Emily Schottman-The Finish Line
November 03, 2018
Our final day for MM4MM Iceland started with a uniting Happy Birthday song to our “warden” (cabin keeper?) who bunked with all 18 of us in a tiny little cabin. He lives in Reykjavik and was turning 60 that day. It struck me; his is such an odd job: to eat and sleep most of his week between two glaciers at the summit of volcanic rock and begin each day with a new group of wide-eyed and energized hikers. He smiled and received our gift of song.
As I began trudging slowly down the first hill to a plateau of icy slush, I tried to feel the realness of the end of our journey. I can be very quiet in groups, since being diagnosed with myeloma, so many of my conversations are in my head.
I told myself how grateful I was for the over 100 donations from colleagues, family, strangers, new and old friends. I thought of my Dad who died of a similar blood cancer 22 years ago, how he would have loved seeing the geological wonders of our trip. He was hiking with me, too.
After a couple of ups and downs between black and white landscape, dark volcanic rock alternating with snow underfoot and vertical white horizon of glacier and fog, we came upon dry rock bed. I remember crossing a metal bridge over ebbing water that was a hint of 22 waterfalls to come that day.
Back on flat land, my right knee suddenly gave out and I tumbled to the ground with my 22 lb. pack atop of me. Our team nurse, Dana met me with a hand up and steady gaze that reminded me of a nurse while I was giving birth; her eyes said, “You can do this.” Ben, our trek leader, took my pack, educated us that most injuries happen in the last leg (pun intended?) of a hike when our excitement dampens our awareness of where our feet are falling.
I tied a shoelace around my right knee to remember this mantra and tip to trek another two-and-a-half hours to Skogafoss, a breathtaking waterfall that would serve as our finish line. When I finally saw my husband and kids at the bottom of 370 stairs, I pushed to meet them and receive the best hug of my life. My trek was complete.
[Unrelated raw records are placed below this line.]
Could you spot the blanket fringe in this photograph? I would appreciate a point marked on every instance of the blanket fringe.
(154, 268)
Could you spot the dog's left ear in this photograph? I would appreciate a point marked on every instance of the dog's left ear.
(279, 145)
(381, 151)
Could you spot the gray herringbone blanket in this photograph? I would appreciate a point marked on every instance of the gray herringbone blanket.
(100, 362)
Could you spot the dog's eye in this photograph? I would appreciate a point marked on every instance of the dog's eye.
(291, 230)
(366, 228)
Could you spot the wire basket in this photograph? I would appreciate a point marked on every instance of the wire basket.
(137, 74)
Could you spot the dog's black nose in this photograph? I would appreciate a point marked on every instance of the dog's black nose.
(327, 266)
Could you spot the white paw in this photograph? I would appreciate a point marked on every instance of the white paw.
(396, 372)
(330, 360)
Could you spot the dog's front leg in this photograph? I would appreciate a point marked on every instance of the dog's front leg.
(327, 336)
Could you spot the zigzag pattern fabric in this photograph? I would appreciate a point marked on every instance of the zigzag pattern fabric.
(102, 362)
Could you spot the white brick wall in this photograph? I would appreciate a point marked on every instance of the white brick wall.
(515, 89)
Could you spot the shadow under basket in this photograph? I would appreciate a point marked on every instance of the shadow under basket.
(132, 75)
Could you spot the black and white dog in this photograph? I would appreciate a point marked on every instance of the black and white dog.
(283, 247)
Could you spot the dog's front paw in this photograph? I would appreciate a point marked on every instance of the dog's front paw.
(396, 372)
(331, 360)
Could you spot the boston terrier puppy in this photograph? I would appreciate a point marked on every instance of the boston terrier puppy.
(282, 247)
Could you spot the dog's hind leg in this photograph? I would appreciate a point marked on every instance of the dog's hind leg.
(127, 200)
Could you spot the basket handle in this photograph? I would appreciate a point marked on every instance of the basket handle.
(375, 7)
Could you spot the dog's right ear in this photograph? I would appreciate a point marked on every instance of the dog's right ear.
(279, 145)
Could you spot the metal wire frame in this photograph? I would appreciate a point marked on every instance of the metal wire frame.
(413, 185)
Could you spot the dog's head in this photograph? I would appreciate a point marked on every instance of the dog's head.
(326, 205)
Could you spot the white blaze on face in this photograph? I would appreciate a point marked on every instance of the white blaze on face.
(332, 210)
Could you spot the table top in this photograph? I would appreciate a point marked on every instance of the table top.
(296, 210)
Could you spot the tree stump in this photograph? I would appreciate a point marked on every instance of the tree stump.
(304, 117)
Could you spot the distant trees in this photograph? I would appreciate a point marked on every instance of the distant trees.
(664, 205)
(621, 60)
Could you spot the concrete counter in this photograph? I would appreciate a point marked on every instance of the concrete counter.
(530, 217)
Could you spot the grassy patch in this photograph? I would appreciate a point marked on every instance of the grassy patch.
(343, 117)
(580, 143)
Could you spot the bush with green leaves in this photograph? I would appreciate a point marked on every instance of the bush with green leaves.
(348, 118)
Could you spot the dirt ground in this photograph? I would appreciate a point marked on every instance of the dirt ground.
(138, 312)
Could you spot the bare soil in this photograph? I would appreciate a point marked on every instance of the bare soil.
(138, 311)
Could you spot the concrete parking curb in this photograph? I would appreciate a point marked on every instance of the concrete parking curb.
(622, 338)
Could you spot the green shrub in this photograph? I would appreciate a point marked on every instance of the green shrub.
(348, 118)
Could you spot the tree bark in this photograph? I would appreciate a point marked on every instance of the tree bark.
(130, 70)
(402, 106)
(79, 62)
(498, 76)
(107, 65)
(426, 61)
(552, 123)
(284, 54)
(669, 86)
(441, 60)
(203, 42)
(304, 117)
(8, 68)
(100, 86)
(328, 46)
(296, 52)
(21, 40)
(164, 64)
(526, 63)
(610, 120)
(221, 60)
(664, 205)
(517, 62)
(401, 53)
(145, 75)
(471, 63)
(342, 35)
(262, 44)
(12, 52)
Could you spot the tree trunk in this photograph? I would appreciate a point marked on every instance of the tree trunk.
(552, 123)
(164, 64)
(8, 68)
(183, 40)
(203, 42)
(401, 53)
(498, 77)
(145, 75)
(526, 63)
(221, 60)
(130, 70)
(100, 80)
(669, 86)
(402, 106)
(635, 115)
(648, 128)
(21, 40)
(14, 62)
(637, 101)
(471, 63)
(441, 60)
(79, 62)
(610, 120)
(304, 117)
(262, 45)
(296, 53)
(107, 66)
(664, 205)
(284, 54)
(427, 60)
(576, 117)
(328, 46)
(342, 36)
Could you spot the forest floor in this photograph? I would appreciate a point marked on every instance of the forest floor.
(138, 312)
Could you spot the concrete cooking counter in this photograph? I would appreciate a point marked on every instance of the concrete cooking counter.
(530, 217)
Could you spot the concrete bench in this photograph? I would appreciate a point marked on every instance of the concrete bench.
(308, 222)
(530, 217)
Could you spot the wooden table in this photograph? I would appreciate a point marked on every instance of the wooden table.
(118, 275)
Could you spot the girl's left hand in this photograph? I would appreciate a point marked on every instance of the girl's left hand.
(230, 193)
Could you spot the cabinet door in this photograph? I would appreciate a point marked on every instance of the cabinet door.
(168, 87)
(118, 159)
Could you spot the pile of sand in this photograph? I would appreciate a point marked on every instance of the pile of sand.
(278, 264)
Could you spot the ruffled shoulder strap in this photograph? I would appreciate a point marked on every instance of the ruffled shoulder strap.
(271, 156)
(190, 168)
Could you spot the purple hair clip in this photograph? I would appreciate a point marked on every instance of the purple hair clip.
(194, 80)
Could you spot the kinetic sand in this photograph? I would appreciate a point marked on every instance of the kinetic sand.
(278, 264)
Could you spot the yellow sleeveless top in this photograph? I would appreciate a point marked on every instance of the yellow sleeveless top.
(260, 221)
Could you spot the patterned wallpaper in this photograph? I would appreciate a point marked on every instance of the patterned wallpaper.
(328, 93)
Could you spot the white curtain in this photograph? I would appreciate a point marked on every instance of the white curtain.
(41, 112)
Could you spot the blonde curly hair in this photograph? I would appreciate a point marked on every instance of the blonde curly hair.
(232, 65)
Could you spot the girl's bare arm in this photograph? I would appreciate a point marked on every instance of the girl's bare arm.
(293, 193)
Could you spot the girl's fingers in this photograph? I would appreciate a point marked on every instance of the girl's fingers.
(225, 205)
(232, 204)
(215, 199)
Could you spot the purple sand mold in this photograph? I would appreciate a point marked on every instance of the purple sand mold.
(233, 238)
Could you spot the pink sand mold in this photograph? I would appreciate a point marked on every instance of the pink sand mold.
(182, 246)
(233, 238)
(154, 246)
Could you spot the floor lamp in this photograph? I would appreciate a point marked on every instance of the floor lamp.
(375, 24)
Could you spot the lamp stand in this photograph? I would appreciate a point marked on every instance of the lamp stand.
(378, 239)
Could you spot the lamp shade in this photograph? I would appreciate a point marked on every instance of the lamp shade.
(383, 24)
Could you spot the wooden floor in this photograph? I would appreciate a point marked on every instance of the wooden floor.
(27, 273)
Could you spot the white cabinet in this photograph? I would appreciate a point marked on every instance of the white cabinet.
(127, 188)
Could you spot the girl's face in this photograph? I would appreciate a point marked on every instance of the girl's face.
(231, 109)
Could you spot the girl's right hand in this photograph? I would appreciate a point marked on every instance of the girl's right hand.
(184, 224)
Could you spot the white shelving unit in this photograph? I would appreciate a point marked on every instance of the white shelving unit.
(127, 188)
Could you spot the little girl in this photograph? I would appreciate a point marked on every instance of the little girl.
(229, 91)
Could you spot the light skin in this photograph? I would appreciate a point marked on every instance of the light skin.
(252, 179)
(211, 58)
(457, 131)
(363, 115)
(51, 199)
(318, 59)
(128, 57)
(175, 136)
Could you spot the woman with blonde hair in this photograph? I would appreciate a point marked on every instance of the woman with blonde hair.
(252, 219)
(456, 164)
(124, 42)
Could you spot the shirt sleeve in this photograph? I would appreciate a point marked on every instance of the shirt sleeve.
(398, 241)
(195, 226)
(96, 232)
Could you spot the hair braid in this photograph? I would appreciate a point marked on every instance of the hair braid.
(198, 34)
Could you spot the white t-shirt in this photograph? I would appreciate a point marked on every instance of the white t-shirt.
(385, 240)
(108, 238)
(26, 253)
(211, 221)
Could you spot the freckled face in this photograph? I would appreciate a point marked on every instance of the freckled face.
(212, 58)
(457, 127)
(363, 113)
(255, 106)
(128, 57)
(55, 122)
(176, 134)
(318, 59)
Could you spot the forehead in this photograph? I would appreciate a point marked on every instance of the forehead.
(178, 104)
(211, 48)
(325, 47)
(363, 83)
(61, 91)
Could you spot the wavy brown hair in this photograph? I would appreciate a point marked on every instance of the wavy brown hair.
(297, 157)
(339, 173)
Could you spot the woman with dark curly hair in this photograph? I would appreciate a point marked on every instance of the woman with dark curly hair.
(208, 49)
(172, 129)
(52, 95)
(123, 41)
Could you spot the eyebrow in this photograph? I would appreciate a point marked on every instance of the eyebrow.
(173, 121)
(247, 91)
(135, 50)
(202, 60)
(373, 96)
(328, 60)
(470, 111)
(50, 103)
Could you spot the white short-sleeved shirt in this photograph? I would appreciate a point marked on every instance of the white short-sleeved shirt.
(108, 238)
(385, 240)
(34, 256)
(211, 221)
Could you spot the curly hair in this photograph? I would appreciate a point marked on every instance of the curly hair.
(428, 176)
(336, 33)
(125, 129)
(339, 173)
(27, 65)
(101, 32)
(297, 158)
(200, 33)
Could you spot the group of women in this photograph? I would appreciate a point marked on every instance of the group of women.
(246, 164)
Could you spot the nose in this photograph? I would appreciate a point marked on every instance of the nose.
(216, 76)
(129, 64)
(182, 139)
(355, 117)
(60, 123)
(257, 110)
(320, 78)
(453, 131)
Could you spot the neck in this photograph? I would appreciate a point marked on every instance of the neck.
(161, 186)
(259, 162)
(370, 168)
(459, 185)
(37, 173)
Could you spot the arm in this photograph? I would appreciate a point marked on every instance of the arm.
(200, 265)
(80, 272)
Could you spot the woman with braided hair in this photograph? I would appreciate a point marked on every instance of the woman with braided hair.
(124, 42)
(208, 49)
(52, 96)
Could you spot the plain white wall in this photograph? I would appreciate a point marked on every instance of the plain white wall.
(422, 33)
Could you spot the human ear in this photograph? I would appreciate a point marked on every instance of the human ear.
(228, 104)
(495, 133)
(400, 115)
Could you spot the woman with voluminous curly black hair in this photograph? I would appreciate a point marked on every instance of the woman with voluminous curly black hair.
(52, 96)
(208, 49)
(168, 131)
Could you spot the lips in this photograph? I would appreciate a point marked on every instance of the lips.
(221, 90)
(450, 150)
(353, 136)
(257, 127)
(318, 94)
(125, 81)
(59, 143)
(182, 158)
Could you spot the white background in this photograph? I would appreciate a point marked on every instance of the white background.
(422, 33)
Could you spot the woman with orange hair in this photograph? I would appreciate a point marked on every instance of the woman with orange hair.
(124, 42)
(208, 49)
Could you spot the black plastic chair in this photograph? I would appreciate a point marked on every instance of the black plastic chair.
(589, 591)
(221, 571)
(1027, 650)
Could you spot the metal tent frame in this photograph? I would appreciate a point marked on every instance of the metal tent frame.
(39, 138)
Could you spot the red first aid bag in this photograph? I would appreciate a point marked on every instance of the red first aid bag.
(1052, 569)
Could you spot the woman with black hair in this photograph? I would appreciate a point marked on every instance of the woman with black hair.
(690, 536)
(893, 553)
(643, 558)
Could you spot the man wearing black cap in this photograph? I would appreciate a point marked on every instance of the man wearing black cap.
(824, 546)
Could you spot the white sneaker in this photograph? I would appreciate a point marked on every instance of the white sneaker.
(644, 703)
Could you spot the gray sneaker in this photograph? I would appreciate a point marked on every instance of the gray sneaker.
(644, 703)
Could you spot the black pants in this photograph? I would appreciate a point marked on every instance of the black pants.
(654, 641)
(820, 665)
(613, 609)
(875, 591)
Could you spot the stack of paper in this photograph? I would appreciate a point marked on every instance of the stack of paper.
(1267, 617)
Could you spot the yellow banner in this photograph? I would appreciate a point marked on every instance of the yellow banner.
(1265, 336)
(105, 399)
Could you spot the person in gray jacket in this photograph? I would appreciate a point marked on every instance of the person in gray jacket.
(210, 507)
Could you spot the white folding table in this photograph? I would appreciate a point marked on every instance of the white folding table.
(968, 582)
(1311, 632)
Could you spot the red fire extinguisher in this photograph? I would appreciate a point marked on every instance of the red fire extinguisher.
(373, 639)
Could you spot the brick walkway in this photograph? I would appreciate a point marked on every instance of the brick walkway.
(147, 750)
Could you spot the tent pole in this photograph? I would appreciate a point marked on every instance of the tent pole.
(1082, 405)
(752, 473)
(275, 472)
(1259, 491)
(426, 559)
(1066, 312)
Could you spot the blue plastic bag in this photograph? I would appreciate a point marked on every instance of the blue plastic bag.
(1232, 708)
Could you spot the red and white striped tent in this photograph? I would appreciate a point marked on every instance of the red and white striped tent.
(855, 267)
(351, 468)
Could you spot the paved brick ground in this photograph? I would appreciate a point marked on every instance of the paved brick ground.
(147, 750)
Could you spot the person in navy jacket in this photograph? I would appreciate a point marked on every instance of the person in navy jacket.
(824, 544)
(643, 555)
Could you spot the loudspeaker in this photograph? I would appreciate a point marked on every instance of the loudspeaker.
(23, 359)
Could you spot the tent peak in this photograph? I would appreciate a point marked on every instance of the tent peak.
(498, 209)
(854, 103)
Weeks later, I am so glad that I was selected for MM4MM Iceland, could hike in honor of my dear friend, Mary who died two months earlier, and can honestly say that I am on the other side of initial fear and worry that is so common during the myeloma experience. The uphill days of the trek gave me a goal that I can get through any challenge and, despite hiccups on the downhill, it is all worth it to receive the gifts of love and connection.